What device are you guys hosting on?

https://lemmy.world/post/45095751

What device are you guys hosting on? - Lemmy.World

I’m thinking about getting started using Docker and an older Raspberry Pi. I’m already hosting a grafana service on it, so It can’t be fully dedicated to ha. So curious what everyone is using.

Up until a couple of weeks I was running it on a dedicated Pi4. It’s now running as a VM in ProxMox on a Lenovo M710q I got off ebay for £40. I did load it up with RAM, upgrade the CPU and add another NIC so it probably came in at more like the cost of a 16Gb Pi5 but I’m super happy with it.

It’s now running as a VM in ProxMox on a pair of Lenovo M710q mini PCs

So, have you got High Availability setup? If so, I’d like to know more about that part…

So my plan had been to set up a pair of ProxMox hosts, use Ceph to do the shared storage and use HA so VMs could magically move around if a host died. However, I discovered Ceph and HA need a minimum of 3 hosts.

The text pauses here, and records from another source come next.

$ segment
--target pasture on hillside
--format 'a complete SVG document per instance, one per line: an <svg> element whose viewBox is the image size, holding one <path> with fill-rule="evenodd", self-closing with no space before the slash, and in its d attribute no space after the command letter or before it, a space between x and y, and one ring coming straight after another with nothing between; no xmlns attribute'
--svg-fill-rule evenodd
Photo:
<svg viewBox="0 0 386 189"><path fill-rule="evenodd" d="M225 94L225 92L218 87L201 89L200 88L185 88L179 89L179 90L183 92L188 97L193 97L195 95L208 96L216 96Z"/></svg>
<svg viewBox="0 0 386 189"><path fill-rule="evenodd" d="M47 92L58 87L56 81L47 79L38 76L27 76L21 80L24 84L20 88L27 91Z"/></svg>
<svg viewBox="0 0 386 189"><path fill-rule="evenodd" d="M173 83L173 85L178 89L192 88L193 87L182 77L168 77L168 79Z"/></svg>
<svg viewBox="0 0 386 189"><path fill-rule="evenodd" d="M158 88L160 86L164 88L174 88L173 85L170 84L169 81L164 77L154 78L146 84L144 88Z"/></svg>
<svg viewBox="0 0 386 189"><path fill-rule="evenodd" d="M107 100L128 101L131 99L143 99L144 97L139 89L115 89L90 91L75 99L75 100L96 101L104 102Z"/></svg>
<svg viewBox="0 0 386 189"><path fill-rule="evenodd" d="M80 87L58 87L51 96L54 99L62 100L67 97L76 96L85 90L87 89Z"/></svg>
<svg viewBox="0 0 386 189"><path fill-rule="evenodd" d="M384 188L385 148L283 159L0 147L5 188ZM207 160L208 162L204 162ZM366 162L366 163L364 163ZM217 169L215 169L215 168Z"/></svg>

HA can be done if you set up a Pi or some other 3rd host that can act as the 3rd vote in the event of a failure but as I didn’t have Ceph I’ve not bothered trying.

I’ve read Ceph can work on 2 but not well or reliably.

I might setup a 3rd host some day but it seems a bit of a waste as I just don’t need that amount of resources for what I’m running.

And I should have known really, I’ve a bit of a background in VMware, albeit at the enterprise level so I’ve never had to even think about 2 or 3 node clusters.

You can do HA in Proxmox with ZFS replication instead of Ceph. Third device something else as you said. It’s what I’m doing.

You don’t happen to know of a guide on how to set this up? All I’ve found so far has told me that ZFS isn’t meant to mirror over network.

Or do you mean how you can enable replication on a VM?

You can enable replication, and once you have the VM disk replicated, you can enable High Availability. Open the VM in the webinterface, click “More” at bottom right, and select “Manage HA”.